2. Die Kosten des Rechtsstreits hat die Klägerin zu tragen.
3. Die Berufung wird nicht gesondert zugelassen.
4. Der Wert des Streitgegenstandes wird auf 6.199,09 Euro festgesetzt.
Tatbestand
2Die Parteien streiten über die Zahlung von Zinsen als Hauptforderung.
3Die Parteien sind verbunden durch Arbeitsvertrag. Die Klägerin ist als Justizbeschäftigte in der Serviceeinheit ,'B Abteilung bei der Staatsanwaltschaft K eingesetzt. Auf das Arbeitsverhältnis findet kraft beiderseitiger Tarifbindung der Tarifvertrag der Länder (TV-L) Anwendung.

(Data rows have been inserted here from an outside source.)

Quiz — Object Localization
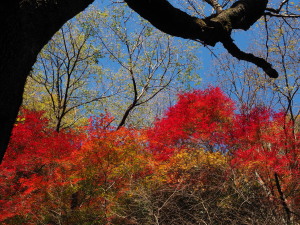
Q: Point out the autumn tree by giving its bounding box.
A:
[23,11,118,131]
[0,0,297,163]
[90,5,200,128]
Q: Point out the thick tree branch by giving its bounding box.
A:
[222,38,278,78]
[125,0,278,78]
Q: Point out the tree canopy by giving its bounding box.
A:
[0,0,299,162]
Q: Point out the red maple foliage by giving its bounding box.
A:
[148,87,235,159]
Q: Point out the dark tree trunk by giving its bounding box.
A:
[0,0,278,161]
[0,0,94,162]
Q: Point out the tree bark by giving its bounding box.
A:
[125,0,278,78]
[0,0,278,161]
[0,0,94,162]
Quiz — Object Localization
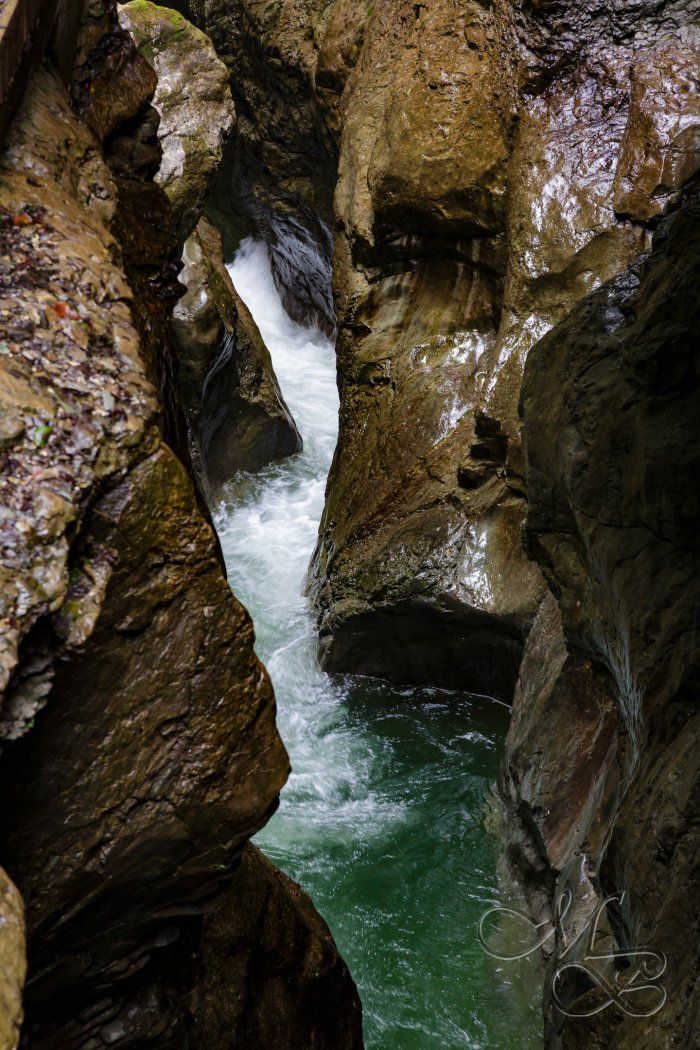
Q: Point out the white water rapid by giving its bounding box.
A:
[214,239,542,1050]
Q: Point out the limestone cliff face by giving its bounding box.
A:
[165,0,337,334]
[506,186,700,1047]
[174,0,700,1048]
[182,0,698,697]
[0,2,359,1050]
[173,218,302,501]
[119,0,301,499]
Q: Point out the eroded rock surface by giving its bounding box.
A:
[174,0,340,335]
[0,0,358,1050]
[120,0,235,239]
[0,868,26,1050]
[193,845,362,1050]
[507,180,700,1048]
[173,219,301,499]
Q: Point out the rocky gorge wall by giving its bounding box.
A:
[0,2,361,1050]
[171,0,700,1047]
[0,0,700,1048]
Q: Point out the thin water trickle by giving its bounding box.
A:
[214,238,542,1050]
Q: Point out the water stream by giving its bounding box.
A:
[215,239,542,1050]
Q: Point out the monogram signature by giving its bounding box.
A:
[479,889,666,1017]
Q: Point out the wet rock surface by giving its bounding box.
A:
[0,868,26,1047]
[173,219,301,499]
[507,187,700,1047]
[174,0,340,335]
[287,2,698,698]
[193,845,362,1050]
[120,0,235,239]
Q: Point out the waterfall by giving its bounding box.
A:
[214,238,542,1050]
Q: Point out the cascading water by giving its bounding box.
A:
[214,239,542,1050]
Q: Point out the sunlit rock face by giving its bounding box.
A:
[505,185,700,1048]
[306,2,699,697]
[0,3,361,1050]
[120,0,235,239]
[181,0,699,696]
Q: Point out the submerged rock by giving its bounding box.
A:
[173,219,301,498]
[120,0,235,239]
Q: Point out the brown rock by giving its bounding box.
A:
[173,219,301,489]
[614,45,700,221]
[523,180,700,1048]
[367,0,512,235]
[193,845,363,1050]
[2,446,288,1045]
[0,70,156,722]
[0,868,26,1050]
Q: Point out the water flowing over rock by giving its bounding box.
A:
[173,218,301,500]
[315,3,698,698]
[120,0,235,239]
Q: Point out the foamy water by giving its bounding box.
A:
[214,239,542,1050]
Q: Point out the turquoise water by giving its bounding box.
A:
[215,240,542,1050]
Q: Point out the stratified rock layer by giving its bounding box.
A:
[0,868,26,1050]
[120,0,235,239]
[193,845,362,1050]
[173,219,301,500]
[506,180,700,1048]
[314,0,699,698]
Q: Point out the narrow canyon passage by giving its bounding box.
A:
[214,239,542,1050]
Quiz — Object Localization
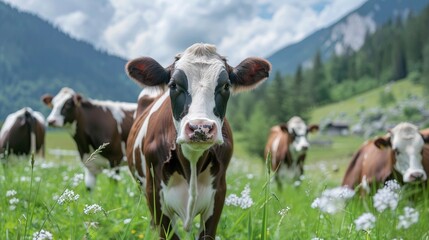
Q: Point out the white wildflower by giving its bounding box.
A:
[293,181,301,187]
[311,187,355,214]
[83,204,103,214]
[373,187,399,212]
[71,173,83,187]
[384,179,401,192]
[40,162,55,169]
[6,189,17,197]
[33,229,53,240]
[19,176,30,182]
[278,207,290,216]
[57,189,79,205]
[103,169,122,181]
[396,207,419,229]
[127,188,136,197]
[225,184,253,209]
[83,222,99,229]
[9,198,19,205]
[355,213,375,231]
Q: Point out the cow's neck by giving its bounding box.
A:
[73,101,101,153]
[178,145,209,229]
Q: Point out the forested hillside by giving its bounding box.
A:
[0,1,139,118]
[268,0,429,74]
[228,8,429,156]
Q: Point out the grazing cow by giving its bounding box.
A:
[126,43,271,239]
[342,123,429,192]
[42,88,137,190]
[264,116,319,188]
[0,107,45,157]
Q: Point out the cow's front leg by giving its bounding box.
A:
[84,166,97,191]
[145,171,180,240]
[199,176,226,240]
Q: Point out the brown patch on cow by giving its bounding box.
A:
[342,138,402,193]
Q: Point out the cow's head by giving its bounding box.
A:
[42,88,82,127]
[126,43,271,160]
[285,116,319,153]
[374,123,429,182]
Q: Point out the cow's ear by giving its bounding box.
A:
[73,93,82,106]
[422,134,429,143]
[374,137,392,149]
[125,57,171,87]
[279,123,289,133]
[40,94,54,108]
[307,124,319,133]
[228,57,271,93]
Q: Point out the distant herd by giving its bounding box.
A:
[0,43,429,239]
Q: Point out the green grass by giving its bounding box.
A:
[0,132,429,239]
[310,79,423,123]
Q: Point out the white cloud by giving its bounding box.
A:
[3,0,365,65]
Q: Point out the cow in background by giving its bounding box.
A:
[0,107,45,157]
[264,116,319,189]
[126,44,271,239]
[42,88,137,190]
[342,122,429,192]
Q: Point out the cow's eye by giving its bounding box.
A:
[223,83,231,91]
[168,81,177,90]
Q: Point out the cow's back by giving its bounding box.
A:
[2,122,31,154]
[342,141,393,188]
[127,92,172,184]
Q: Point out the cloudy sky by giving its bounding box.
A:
[2,0,365,65]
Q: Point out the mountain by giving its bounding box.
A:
[268,0,429,74]
[0,1,140,122]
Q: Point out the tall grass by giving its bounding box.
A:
[0,132,429,239]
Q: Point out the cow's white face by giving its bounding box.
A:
[390,123,427,182]
[43,88,75,127]
[169,48,227,154]
[287,117,310,153]
[126,43,271,160]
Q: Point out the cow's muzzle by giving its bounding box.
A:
[185,120,217,143]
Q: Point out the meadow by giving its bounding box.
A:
[0,131,429,239]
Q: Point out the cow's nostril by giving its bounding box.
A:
[188,124,198,131]
[411,173,423,180]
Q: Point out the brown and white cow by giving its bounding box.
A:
[42,88,137,190]
[0,107,45,157]
[126,43,271,239]
[342,122,429,192]
[264,116,319,188]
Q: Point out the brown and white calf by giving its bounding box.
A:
[0,107,45,157]
[42,88,137,190]
[342,123,429,192]
[126,43,271,239]
[264,116,319,188]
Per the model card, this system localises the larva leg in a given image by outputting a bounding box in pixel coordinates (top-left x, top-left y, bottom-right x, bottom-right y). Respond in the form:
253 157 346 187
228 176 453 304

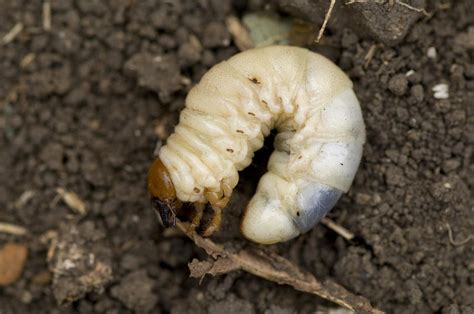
189 203 206 231
204 191 232 209
202 206 222 237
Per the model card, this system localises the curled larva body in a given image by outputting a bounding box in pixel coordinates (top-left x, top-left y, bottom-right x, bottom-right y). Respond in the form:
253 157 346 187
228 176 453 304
150 46 365 244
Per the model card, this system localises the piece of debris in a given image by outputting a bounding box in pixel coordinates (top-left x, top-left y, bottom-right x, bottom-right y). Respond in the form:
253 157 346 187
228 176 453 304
48 221 113 304
274 0 430 46
56 188 87 216
177 221 382 313
0 243 28 286
431 83 449 99
1 22 23 45
426 47 437 59
242 12 292 47
0 222 28 236
454 26 474 49
43 0 51 32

4Die Klägerin hat am 27.08.2018 einen Antrag auf Eingruppierung in die Entgeltgruppe 9/9a ab dem 01.02.2018 gestellt. Am 09.09.2020 hat das Bundesarbeitsgericht in den Verfahren 4 AZR 195/20 und 4 AZR 196/20 für Recht erkannt, dass Beschäftigte einer Serviceeinheit eines Amtsgerichts eine Vergütung nach der Entgeltgruppe 9 beziehungsweise 9a ausüben. Alle Tätigkeiten in der Serviceeinheit einer Geschäftsstelle seien ihnen einheitlich zugewiesen und führten zu einem Arbeitsergebnis. Die gesamte Tätigkeit diene dem Arbeitsergebnis der Betreuung der Aktenvorgänge in der Serviceeinheit, vom Eingang bis zum Abschluss des Verfahrens.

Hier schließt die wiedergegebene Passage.